Rachel Getting Married

The myth of the happy family pulling through times of joy and tragedy with equal aplomb often seems like a stereotype made up by Hollywood for the sheer value of making more films reiterating that point. What the Great Satan fails to recognize that there is no such thing as the happy family and, in any case, unhappiness is much more interesting. Rachel Getting Married gets it, reminding me of Tolstoy's prophetic line that all happy families are the same and all unhappy families are unhappy in their own way.

Despite the joyful occasion referred to in the title, the fractured Buchman family is deeply unhappy, and it shows. They are gathering for the marriage of eldest sister, Rachel (Rosmarie DeWitt), to musician Sidney (Tunde Adebimpe). Anne Hathaway plays younger sister Kym, a troubled woman who has been in and out of drug rehab since she was teenager. Though she’s been clean for 9 months and diligently attends support meetings, her troubles are apparent to everyone around her. When Kym walks into a convenience store near her home, the clerk asks her if she’s been on Cops. She returns to her family home with trepidation, clearly still atoning for the horrific tragedy her addiction has wreaked on the kin. Father Paul (Bill Irwin) meanwhile, doesn’t help matters with his incessant, overprotective worrying.

But whereas Kym feels as transparent as the cellophane on a package of cigarettes, Rachel, the older, more grounded sister feels invisible. Rachel has done everything correctly: gone to school, gotten a job, found a life partner and is about to marry him. But from the moment Kym walks through the front door the spotlight is diverted completely. Beneath the politely strained platitudes voiced by the siblings, it is apparent Rachel has been suffering in silence for years. Though she tries her hardest to be magnanimous, Rachel cannot understand why, after a lifetime playing by the rules, she has always flown under her father’s radar. The sisters’ divorced and remarried mother (Debra Winger) hangs around the edges of their lives in only the most tangential way, leaving the girls to navigate their murky relationship by themselves.

As the wedding approaches, the cracks in their family dynamic become ever more apparent. This slow unraveling is set against the rapidly approaching wedding, which is done in an Indian style - all vivid colors and shiny fabrics, with music wafting throughout the house at all hours of the day.
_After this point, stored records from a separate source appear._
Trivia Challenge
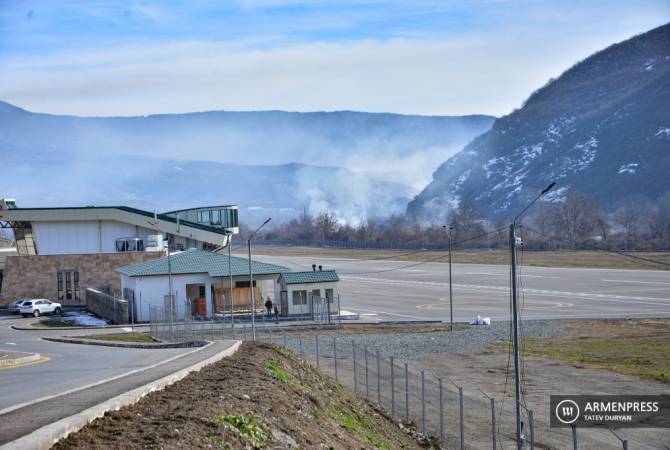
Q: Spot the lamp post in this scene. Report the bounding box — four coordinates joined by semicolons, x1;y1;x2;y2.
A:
227;233;235;336
509;181;556;450
247;217;272;341
442;225;454;331
147;211;179;340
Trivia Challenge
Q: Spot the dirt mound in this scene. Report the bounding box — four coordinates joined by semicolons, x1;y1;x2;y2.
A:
54;343;428;450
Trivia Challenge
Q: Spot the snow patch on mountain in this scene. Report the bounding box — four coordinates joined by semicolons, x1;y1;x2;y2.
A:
619;163;639;175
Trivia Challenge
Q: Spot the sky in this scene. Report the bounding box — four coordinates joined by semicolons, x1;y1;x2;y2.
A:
0;0;670;116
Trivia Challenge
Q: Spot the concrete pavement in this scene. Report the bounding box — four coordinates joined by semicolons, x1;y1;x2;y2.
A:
0;315;194;410
0;341;235;444
257;255;670;321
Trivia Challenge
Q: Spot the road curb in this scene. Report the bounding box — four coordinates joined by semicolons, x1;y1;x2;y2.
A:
0;341;242;450
42;336;207;349
9;322;149;331
0;352;42;369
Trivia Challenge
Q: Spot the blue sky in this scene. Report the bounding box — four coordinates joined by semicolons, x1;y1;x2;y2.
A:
0;0;670;115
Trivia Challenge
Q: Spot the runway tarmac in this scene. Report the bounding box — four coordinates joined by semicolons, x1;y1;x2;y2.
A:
254;251;670;321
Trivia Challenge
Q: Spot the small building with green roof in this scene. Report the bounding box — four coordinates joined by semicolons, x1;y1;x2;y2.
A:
114;249;291;321
279;265;340;315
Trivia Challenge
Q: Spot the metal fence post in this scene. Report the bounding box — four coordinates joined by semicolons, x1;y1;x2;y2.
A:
421;370;426;436
351;340;358;394
405;363;409;422
528;409;535;450
491;397;496;450
377;349;382;406
314;334;321;369
333;336;337;381
458;387;465;450
390;356;395;417
363;344;370;400
437;378;444;447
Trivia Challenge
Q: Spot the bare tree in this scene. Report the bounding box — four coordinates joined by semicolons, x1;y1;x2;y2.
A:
552;192;604;250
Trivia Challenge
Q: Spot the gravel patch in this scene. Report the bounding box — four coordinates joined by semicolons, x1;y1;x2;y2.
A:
284;320;568;360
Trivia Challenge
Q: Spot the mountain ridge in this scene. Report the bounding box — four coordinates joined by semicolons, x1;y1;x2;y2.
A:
407;24;670;221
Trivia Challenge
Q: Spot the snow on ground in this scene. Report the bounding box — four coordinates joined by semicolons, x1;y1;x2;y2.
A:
61;313;109;327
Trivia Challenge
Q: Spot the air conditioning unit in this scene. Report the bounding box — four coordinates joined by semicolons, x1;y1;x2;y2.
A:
147;234;165;252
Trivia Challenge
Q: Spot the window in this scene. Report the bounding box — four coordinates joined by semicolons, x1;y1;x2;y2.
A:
293;291;307;305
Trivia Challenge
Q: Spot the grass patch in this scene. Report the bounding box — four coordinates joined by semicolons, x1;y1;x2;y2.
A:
265;358;299;387
493;333;670;385
30;319;79;328
329;405;388;448
212;414;270;448
76;333;156;343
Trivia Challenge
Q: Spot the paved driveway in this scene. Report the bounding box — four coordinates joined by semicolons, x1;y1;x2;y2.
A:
0;315;190;410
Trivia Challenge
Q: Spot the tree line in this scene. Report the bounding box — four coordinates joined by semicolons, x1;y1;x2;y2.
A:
240;191;670;251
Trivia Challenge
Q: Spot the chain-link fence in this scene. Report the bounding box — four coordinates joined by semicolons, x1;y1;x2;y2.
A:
144;308;628;450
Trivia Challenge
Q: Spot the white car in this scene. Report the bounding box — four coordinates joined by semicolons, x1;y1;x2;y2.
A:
7;298;28;314
19;298;63;317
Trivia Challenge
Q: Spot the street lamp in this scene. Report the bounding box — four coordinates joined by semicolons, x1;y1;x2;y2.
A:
147;211;179;340
509;181;556;450
247;217;272;341
442;225;454;331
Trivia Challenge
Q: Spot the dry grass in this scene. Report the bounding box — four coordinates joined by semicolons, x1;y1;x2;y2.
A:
256;245;670;270
495;319;670;385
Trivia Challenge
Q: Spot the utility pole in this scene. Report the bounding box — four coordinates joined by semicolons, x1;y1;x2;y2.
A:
448;227;454;331
230;233;235;336
247;217;272;341
509;222;523;450
509;181;556;450
442;225;454;331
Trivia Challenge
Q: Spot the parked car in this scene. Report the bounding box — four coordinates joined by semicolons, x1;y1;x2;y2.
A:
19;298;63;317
7;298;28;314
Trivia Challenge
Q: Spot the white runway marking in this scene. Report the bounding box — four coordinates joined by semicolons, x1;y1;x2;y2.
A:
600;279;670;286
341;276;670;306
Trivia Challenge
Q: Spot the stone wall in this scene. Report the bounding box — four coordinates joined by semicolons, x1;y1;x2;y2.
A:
86;288;129;325
0;252;162;306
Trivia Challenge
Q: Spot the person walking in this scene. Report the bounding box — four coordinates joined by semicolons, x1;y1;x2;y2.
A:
265;296;272;318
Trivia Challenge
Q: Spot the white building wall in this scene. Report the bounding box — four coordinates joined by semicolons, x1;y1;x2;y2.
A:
32;221;157;255
286;281;339;315
121;274;212;321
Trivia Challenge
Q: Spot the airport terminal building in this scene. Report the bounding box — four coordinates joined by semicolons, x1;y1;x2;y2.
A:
0;199;239;305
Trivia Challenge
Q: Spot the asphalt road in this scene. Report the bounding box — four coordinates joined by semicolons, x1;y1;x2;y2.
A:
0;315;190;410
254;255;670;321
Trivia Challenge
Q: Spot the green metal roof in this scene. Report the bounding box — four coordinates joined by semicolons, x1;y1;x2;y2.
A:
13;206;234;235
114;249;291;277
282;270;340;284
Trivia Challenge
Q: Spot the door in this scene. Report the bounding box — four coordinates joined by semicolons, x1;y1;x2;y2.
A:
56;269;80;305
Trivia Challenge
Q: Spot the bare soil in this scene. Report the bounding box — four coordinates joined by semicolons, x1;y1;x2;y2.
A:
256;245;670;270
54;343;430;450
418;319;670;449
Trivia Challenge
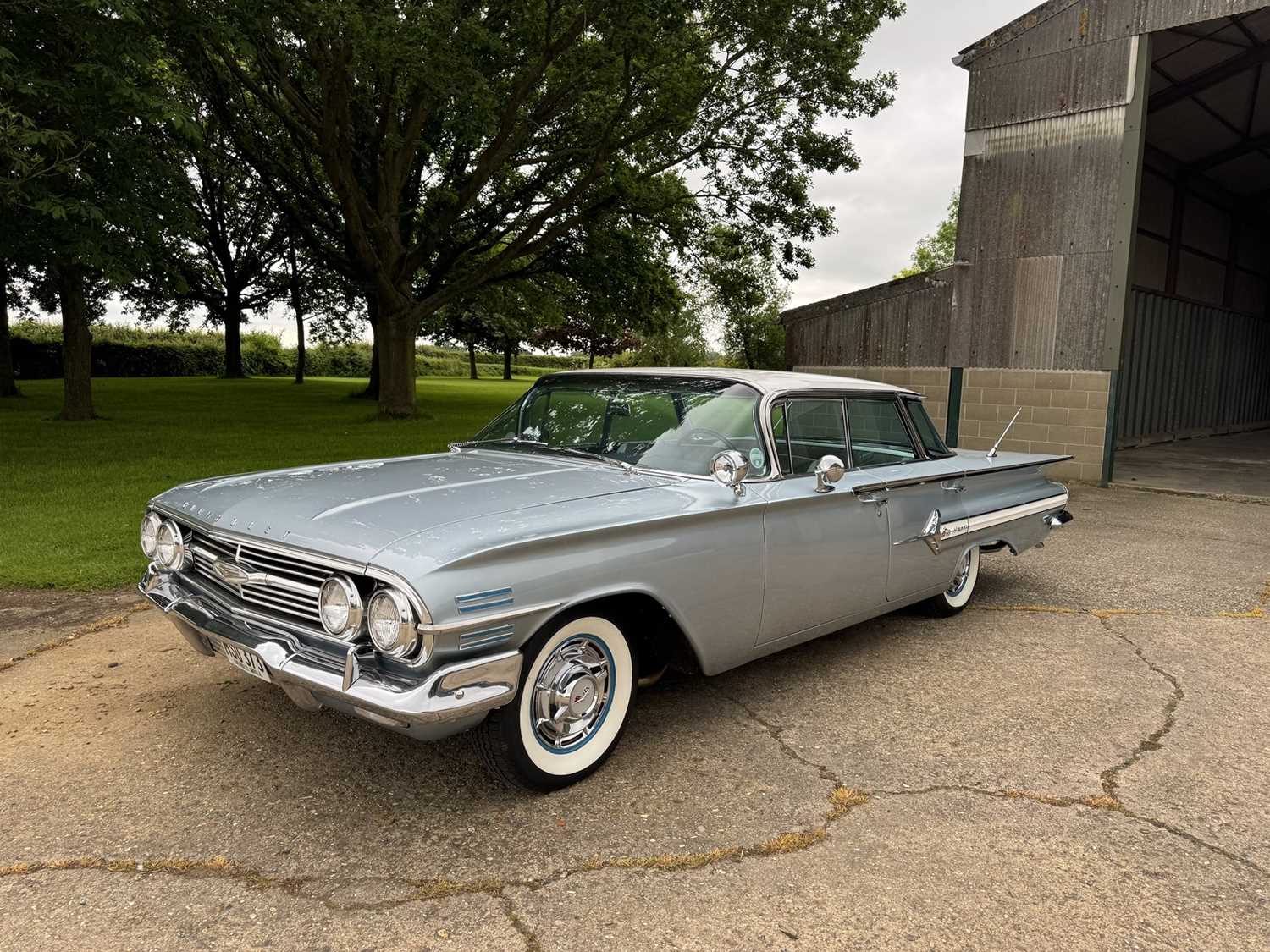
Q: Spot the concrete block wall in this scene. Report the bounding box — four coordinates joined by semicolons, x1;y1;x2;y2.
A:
794;367;949;433
958;368;1112;482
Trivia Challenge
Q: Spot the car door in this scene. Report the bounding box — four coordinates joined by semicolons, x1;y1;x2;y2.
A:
759;395;891;645
848;395;965;602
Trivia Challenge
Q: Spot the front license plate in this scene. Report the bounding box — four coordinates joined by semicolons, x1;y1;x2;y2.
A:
216;641;273;680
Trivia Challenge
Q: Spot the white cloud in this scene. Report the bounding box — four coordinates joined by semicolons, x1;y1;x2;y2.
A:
89;0;1036;333
790;0;1036;307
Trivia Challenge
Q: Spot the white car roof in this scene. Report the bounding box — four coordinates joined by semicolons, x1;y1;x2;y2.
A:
545;367;917;396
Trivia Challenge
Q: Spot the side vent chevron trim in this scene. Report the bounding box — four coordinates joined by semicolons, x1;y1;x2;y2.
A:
455;589;516;614
459;625;516;652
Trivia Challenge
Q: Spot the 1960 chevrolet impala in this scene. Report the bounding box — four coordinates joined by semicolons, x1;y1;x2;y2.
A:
140;370;1071;790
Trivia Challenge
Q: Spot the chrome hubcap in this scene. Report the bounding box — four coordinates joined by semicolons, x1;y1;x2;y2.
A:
947;553;970;597
531;635;612;751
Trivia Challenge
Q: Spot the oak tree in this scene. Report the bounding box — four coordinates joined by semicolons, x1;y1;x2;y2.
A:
163;0;903;415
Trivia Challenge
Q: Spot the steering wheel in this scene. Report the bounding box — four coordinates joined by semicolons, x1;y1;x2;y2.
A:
683;426;741;454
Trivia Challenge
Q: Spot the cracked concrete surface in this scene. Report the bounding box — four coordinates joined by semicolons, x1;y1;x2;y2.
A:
0;489;1270;949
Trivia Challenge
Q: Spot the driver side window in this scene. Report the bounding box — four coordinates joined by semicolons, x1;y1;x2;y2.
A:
781;398;848;476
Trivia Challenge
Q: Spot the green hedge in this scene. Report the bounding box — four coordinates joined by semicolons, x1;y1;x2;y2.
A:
12;322;587;380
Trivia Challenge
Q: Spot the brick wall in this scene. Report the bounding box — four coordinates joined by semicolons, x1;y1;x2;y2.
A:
794;367;949;434
958;368;1112;482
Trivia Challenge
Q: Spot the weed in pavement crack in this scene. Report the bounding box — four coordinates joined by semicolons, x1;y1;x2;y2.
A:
1099;616;1186;800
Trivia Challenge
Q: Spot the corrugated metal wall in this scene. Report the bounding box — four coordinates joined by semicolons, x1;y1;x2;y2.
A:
1118;289;1270;447
782;274;957;367
963;0;1265;69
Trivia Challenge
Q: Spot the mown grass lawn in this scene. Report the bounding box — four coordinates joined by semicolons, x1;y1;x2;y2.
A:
0;377;533;589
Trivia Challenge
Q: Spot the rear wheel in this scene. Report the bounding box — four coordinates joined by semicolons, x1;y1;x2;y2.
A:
924;546;980;619
474;614;637;791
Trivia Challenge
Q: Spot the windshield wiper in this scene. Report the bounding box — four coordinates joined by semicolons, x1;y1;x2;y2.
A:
450;437;635;472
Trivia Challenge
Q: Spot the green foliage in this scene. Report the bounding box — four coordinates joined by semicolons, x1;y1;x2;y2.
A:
612;309;719;367
0;377;528;589
698;228;787;371
896;190;962;278
161;0;903;414
0;0;185;283
13;322;587;380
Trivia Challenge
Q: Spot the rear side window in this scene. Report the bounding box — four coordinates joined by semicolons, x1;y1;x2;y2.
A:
781;398;848;476
848;398;917;467
904;400;949;456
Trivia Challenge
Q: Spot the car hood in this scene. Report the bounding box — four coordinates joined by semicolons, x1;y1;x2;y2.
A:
154;451;676;564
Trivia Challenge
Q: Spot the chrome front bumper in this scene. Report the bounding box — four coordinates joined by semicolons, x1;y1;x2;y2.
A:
137;565;521;739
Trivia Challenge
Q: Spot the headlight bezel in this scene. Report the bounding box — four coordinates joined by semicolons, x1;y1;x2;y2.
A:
137;509;163;561
155;520;190;573
366;586;419;658
318;574;366;641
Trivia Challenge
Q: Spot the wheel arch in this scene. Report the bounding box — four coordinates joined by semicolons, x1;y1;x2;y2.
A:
535;589;704;675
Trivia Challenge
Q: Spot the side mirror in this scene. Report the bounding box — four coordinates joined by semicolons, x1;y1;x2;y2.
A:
815;456;848;493
710;449;749;498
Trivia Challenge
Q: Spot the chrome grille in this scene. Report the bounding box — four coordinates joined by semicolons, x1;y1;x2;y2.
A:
190;530;332;630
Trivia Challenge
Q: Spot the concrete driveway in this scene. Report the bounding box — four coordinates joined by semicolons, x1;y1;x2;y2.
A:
0;489;1270;949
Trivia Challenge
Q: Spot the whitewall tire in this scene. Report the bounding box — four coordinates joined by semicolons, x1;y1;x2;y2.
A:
926;546;980;617
474;614;638;791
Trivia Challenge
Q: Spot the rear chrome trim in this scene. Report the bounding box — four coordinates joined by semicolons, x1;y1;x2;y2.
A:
965;493;1068;538
851;456;1074;495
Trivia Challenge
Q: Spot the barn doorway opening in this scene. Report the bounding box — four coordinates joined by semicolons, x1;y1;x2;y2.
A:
1115;8;1270;495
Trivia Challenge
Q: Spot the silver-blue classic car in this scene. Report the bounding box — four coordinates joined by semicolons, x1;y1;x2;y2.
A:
140;370;1071;790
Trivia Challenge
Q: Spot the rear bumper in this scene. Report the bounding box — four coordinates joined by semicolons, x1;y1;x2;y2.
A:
137;565;521;739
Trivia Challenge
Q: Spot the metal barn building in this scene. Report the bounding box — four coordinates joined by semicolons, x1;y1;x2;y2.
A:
784;0;1270;485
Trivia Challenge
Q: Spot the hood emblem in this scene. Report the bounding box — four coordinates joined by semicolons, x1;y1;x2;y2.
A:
213;559;251;586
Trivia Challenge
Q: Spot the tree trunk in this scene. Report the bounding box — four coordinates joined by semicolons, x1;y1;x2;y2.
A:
0;261;18;398
296;311;305;383
355;294;380;400
378;314;416;418
53;261;97;421
223;302;246;380
287;235;305;383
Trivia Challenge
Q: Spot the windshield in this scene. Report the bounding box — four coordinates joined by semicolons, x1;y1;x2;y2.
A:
469;376;769;477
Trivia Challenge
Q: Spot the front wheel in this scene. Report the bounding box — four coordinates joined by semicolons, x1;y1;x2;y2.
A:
474;616;637;791
925;546;980;619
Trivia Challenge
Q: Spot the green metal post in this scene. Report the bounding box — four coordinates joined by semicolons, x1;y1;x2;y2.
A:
944;367;964;447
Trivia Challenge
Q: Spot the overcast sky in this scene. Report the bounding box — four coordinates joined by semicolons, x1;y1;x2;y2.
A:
94;0;1038;344
790;0;1039;306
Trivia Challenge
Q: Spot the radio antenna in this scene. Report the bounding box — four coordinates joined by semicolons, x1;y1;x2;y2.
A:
986;406;1024;459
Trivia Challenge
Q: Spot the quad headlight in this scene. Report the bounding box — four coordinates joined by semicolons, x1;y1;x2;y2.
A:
366;589;419;658
318;575;362;640
141;512;163;559
155;520;190;571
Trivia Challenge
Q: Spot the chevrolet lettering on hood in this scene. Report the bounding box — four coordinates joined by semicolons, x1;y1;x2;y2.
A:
140;368;1072;790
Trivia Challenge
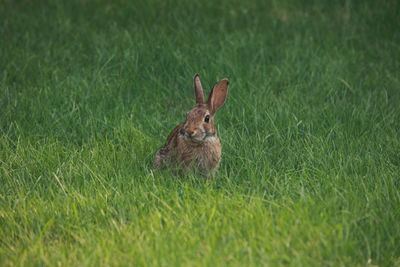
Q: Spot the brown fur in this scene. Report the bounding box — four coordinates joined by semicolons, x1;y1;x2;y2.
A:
153;74;228;175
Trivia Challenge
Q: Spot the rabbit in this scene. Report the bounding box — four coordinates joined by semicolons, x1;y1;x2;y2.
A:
153;73;229;176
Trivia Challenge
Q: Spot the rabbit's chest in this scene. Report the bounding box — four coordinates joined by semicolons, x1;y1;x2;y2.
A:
181;137;221;173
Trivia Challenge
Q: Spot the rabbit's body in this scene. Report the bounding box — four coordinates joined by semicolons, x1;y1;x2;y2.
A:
153;75;228;175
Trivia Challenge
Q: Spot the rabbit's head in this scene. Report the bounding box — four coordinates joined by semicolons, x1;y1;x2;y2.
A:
180;74;229;143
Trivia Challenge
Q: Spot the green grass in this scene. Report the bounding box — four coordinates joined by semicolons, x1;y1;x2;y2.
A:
0;0;400;266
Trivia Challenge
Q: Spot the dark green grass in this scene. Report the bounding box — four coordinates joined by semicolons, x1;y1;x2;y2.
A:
0;0;400;266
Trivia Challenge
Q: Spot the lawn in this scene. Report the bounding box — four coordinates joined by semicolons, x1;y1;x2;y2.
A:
0;0;400;266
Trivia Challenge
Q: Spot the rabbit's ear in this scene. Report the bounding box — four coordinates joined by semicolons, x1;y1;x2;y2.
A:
193;73;204;104
207;78;229;114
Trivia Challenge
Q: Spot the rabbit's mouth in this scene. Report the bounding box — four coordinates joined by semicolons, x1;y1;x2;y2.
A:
183;134;207;143
183;132;214;144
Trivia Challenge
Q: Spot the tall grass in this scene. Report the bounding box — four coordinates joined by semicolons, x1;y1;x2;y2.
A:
0;0;400;266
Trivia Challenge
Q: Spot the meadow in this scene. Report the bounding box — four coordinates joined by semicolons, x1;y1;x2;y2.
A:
0;0;400;266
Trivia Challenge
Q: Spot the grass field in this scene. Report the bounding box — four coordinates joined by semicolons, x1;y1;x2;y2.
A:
0;0;400;266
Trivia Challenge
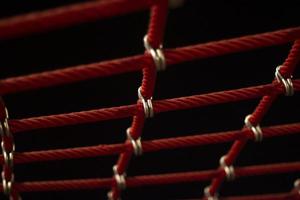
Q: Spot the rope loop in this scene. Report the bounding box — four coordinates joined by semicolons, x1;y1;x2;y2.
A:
244;115;263;142
138;87;154;118
126;128;143;156
144;35;167;71
275;65;294;96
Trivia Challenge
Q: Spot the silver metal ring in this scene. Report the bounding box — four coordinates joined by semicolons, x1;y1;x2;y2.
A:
9;195;22;200
220;155;235;181
1;171;15;195
138;87;154;118
1;148;14;168
204;186;219;200
244;115;263;142
294;179;300;194
126;128;143;156
0;101;16;199
113;165;126;190
144;35;166;71
275;65;294;96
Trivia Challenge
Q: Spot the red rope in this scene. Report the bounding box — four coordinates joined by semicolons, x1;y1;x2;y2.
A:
0;27;300;95
0;0;300;200
111;0;168;200
0;162;300;192
209;40;300;198
9;79;300;133
0;123;300;164
0;0;155;40
222;192;300;200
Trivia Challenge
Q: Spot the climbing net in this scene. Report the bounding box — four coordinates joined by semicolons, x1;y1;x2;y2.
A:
0;0;300;200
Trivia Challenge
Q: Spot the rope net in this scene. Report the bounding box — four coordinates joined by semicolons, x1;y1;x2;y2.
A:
0;0;300;200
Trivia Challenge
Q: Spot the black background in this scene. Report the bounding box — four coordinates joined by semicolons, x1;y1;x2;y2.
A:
0;0;300;200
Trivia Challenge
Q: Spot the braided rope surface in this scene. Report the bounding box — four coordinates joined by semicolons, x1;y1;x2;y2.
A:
0;0;300;200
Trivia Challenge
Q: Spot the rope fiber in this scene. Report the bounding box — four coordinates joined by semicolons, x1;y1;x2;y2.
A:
0;0;300;200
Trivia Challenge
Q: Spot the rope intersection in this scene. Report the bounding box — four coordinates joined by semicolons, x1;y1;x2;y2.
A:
0;0;300;200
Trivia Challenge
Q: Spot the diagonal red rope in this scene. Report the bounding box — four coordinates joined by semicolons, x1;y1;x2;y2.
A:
0;162;300;192
0;0;155;40
0;123;300;164
0;27;300;95
108;0;168;200
9;80;300;133
205;40;300;198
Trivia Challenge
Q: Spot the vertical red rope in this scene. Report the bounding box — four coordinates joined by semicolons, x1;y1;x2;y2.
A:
111;0;168;199
205;40;300;198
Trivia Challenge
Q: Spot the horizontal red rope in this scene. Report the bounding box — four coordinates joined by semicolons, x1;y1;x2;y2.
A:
0;0;153;40
222;192;300;200
9;80;300;133
0;27;300;95
0;123;300;164
0;162;300;192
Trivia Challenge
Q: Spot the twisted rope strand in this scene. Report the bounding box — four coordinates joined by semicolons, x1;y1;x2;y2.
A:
205;40;300;198
0;27;300;95
9;79;300;133
0;123;300;164
0;0;155;40
0;162;300;192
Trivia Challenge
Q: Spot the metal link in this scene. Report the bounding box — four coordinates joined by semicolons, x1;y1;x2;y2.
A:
138;87;154;118
220;155;235;181
204;186;219;200
144;35;166;71
113;165;126;190
275;65;294;96
107;191;121;200
244;115;263;142
0;98;21;200
294;179;300;195
126;128;143;156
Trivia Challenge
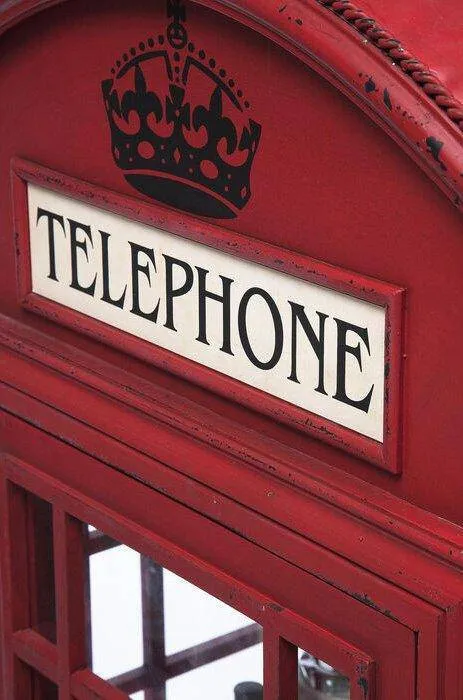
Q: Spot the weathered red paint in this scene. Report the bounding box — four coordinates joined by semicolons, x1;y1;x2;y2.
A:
0;0;463;700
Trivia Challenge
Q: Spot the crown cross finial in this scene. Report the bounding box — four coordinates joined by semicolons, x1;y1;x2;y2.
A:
167;0;188;49
102;0;261;218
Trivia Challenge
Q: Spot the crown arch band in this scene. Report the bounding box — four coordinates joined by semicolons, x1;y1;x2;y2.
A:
0;0;463;207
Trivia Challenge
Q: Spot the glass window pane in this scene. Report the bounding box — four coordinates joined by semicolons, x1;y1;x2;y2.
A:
298;649;350;700
166;644;263;700
163;569;260;654
86;528;263;700
90;545;143;679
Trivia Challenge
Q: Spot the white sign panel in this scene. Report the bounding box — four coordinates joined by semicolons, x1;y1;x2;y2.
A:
28;183;386;442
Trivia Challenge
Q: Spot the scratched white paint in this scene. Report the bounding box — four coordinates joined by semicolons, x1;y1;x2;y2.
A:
28;184;385;442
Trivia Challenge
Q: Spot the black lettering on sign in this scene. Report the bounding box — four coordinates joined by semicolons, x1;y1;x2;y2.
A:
288;301;328;395
238;287;283;370
100;231;127;309
196;267;234;355
68;219;96;297
36;207;66;282
333;318;375;413
129;241;160;323
163;255;193;331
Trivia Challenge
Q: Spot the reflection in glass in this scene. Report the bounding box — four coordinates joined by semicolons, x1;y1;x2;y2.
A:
85;528;263;700
298;649;350;700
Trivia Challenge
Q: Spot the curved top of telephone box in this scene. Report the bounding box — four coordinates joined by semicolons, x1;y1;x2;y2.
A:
0;0;463;522
0;0;463;208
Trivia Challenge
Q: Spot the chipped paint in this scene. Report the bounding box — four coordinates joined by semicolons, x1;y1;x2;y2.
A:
383;88;392;112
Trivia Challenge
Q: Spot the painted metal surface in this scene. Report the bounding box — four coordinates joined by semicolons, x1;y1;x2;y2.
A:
0;0;463;700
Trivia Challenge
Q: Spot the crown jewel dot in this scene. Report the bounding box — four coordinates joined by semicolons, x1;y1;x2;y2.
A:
137;141;155;160
199;160;219;180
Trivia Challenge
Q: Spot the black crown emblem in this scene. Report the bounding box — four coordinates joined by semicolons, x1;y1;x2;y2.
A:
102;0;261;218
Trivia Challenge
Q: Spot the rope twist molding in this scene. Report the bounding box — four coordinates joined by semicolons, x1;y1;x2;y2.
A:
317;0;463;131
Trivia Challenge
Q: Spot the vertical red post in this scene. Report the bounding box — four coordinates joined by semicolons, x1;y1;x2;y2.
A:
53;507;87;700
264;626;298;700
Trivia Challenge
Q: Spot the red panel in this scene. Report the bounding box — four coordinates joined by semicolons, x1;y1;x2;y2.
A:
12;160;403;473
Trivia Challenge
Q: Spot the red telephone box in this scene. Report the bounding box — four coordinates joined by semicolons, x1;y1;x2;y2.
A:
0;0;463;700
Director Jonathan Demme says he took his cues primarily from Robert Altman, the master of controlled chaos. But Rachel Getting Married is more reminiscent The Celebration, the 1998 Dogme ’95 film directed by Thomas Vinterberg, than of the artfully controlled chaos of Altman. Like Rachel Getting Married, The Celebration is also about a dysfunctional family coming together for a large party and buckling under the mental strain of having to project happiness when happiness is the furthest thing from everybody’s mind. And like The Celebration,Rachel Getting Married makes use of the hand held camera as an extra member of the party, a ghostly guest roaming the halls of his haunted house, looking for answers in kitchen cabinets, in doorways, in an empty bedroom covered in child’s drawings.

Screenwriter Jenny Lumet has made a brave choice in not making her characters entirely sympathetic. By refusing to adhere to any typical conventions regarding relationships (such as unconditional love between siblings), larger truths are inferred by the audience. For all her flaws, Kym is not a bad person, just a selfish person as all addicts are selfish people. Rachel cannot abide by her sister’s need to take up space. Rachel then, too is selfish. But the kind of selfishness on display in Rachel Getting Married is the kind inherent to all families – the desire to spare each other pain by hiding their own pain until it is too late to do anything about it. There is great honesty in Lumet’s script and the light touch Demme brings to the material provides the perfect balance between pathos and humor (and yes, there are parts of Rachel Getting Married that are very funny indeed).

Aside from Demme and Lumet’s achievement, there are great performances all around, with special praise for Hathaway: she is a revelation playing against type. After a powerful scene in which Kym confronts her mother for failing to predict great sorrow, Anne shows us vividly the stages of misery: uncontrollable sobbing, heated rage, and mindless self-destruction, followed at last by the quiet contemplation that settles in after all the tears have fallen, what C.S. Lewis called the “feeling that nothing is ever going to happen again.”

Rachel Getting Married is the kind of film that’s sure to drum up lots of Oscar talk and wild predictions by critics. It may be deserved. But with or without awards hype, this little drama deserves to be seen by wider audiences.